In un’ottica internazionale è utile capire la posizione delle filiere bergamasche nelle catene del valore globale(1), informazione che si può ottenere incrociando l’informazione relativa all’appartenenza a gruppi di impresa. In particolare l’energia si conferma la filiera formata dalle imprese più strutturate, in 9 casi su 10 organizzate all’interno di gruppi di impresa; seguono la chimica-cosmetica, i mezzi di trasporto e la meccanica strumentale. Invece, le filiere prevalentemente terziarie dove la presenza dei gruppi è più frequente sono quella mediatico-audiovisiva e l’ICT. Più ridotta risulta l’incidenza di imprese appartenenti a gruppi per logistica, scienza della vita e da ultimo il sistema casa.

Non per tutte le imprese è possibile risalire alla nazionalità del vertice, ma si può comunque stimare un peso significativo dei gruppi a controllo estero (intorno al 30%) per le filiere dell’energia, della chimica-cosmetica e dell’agroalimentare, mentre nelle filiere dei mezzi di trasporto, dell’ICT e del sistema moda i gruppi, pur presenti in maniera significativa, sono in larga maggioranza a controllo italiano.

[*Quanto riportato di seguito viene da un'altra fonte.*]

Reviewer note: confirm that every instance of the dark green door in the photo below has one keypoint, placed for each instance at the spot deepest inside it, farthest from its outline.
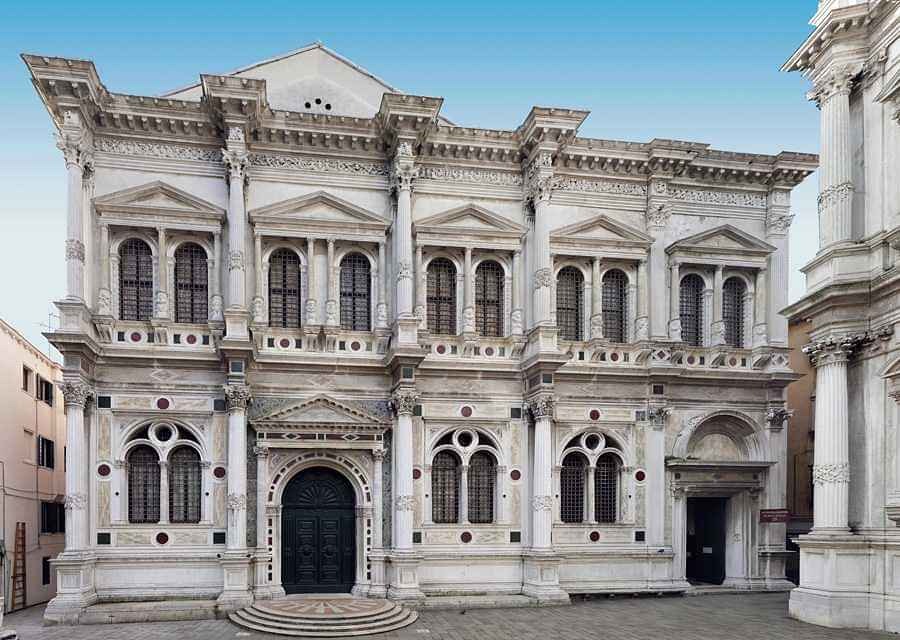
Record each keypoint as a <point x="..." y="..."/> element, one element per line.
<point x="318" y="533"/>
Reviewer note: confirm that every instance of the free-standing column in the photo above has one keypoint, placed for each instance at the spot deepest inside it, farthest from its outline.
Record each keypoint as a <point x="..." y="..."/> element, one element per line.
<point x="76" y="396"/>
<point x="541" y="407"/>
<point x="237" y="396"/>
<point x="831" y="468"/>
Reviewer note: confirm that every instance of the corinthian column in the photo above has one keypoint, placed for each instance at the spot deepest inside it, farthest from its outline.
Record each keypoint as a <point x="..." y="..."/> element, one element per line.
<point x="75" y="396"/>
<point x="831" y="468"/>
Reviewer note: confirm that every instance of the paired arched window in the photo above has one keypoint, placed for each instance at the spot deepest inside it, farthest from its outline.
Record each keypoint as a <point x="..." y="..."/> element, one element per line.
<point x="356" y="286"/>
<point x="284" y="289"/>
<point x="691" y="309"/>
<point x="570" y="303"/>
<point x="135" y="280"/>
<point x="615" y="305"/>
<point x="191" y="275"/>
<point x="489" y="283"/>
<point x="441" y="297"/>
<point x="733" y="293"/>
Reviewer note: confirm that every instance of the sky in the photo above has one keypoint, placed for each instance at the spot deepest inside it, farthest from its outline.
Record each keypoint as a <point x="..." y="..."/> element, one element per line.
<point x="701" y="70"/>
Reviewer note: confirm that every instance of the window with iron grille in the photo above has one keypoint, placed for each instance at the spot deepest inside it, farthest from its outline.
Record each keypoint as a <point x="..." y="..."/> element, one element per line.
<point x="571" y="488"/>
<point x="615" y="304"/>
<point x="356" y="286"/>
<point x="733" y="292"/>
<point x="184" y="485"/>
<point x="445" y="488"/>
<point x="284" y="289"/>
<point x="135" y="280"/>
<point x="143" y="485"/>
<point x="191" y="276"/>
<point x="570" y="303"/>
<point x="489" y="280"/>
<point x="442" y="297"/>
<point x="482" y="478"/>
<point x="606" y="488"/>
<point x="691" y="307"/>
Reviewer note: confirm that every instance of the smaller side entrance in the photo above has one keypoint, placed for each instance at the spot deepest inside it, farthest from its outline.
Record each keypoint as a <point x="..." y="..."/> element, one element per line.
<point x="705" y="546"/>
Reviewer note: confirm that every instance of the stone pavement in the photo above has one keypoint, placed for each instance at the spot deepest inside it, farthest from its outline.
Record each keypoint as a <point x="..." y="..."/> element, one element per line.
<point x="754" y="616"/>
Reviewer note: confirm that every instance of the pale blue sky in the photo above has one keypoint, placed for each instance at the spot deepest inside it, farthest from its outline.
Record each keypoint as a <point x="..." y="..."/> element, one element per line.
<point x="701" y="70"/>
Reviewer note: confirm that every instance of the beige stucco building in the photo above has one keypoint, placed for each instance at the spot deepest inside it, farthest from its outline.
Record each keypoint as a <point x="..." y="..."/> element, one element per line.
<point x="32" y="473"/>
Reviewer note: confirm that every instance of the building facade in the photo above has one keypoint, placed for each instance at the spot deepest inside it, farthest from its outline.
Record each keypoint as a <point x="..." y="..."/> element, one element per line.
<point x="317" y="338"/>
<point x="32" y="471"/>
<point x="850" y="562"/>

Nella maggior parte delle filiere l’incidenza dei gruppi di impresa a Bergamo risulta simile a quella lombarda, anche se generalmente su livelli di poco inferiori; in alcune filiere tuttavia lo scarto diviene rilevante, in particolare per quelle dove prevalgono le attività dei servizi come mediatico-audiovisivo, ICT, logistica e scienza della vita. Probabilmente il divario è dovuto al peso significativo sulla Lombardia delle imprese milanesi, che risultano molto più strutturate nei comparti del terziario.

 

(1)Per definire le filiere produttive si è seguito un criterio che, da un lato, definisce le principali catene di valore e le attività a esse connesse, dall’altro associa alle singole attività i codici Ateco. La base dei dati utilizzata è di fonte Istat con aggiornamento 2015. Negli ultimi anni è stata posta particolare attenzione allo studio del sistema produttivo dal punto di vista delle filiere e della generazione del valore lungo la catena di creazione, trasformazione, distribuzione e fornitura di un determinato prodotto o servizio. La catena del valore è il sistema di relazioni che intercorrono tra imprese di settori diversi che concorrono alla generazione del valore associato a un bene o servizio.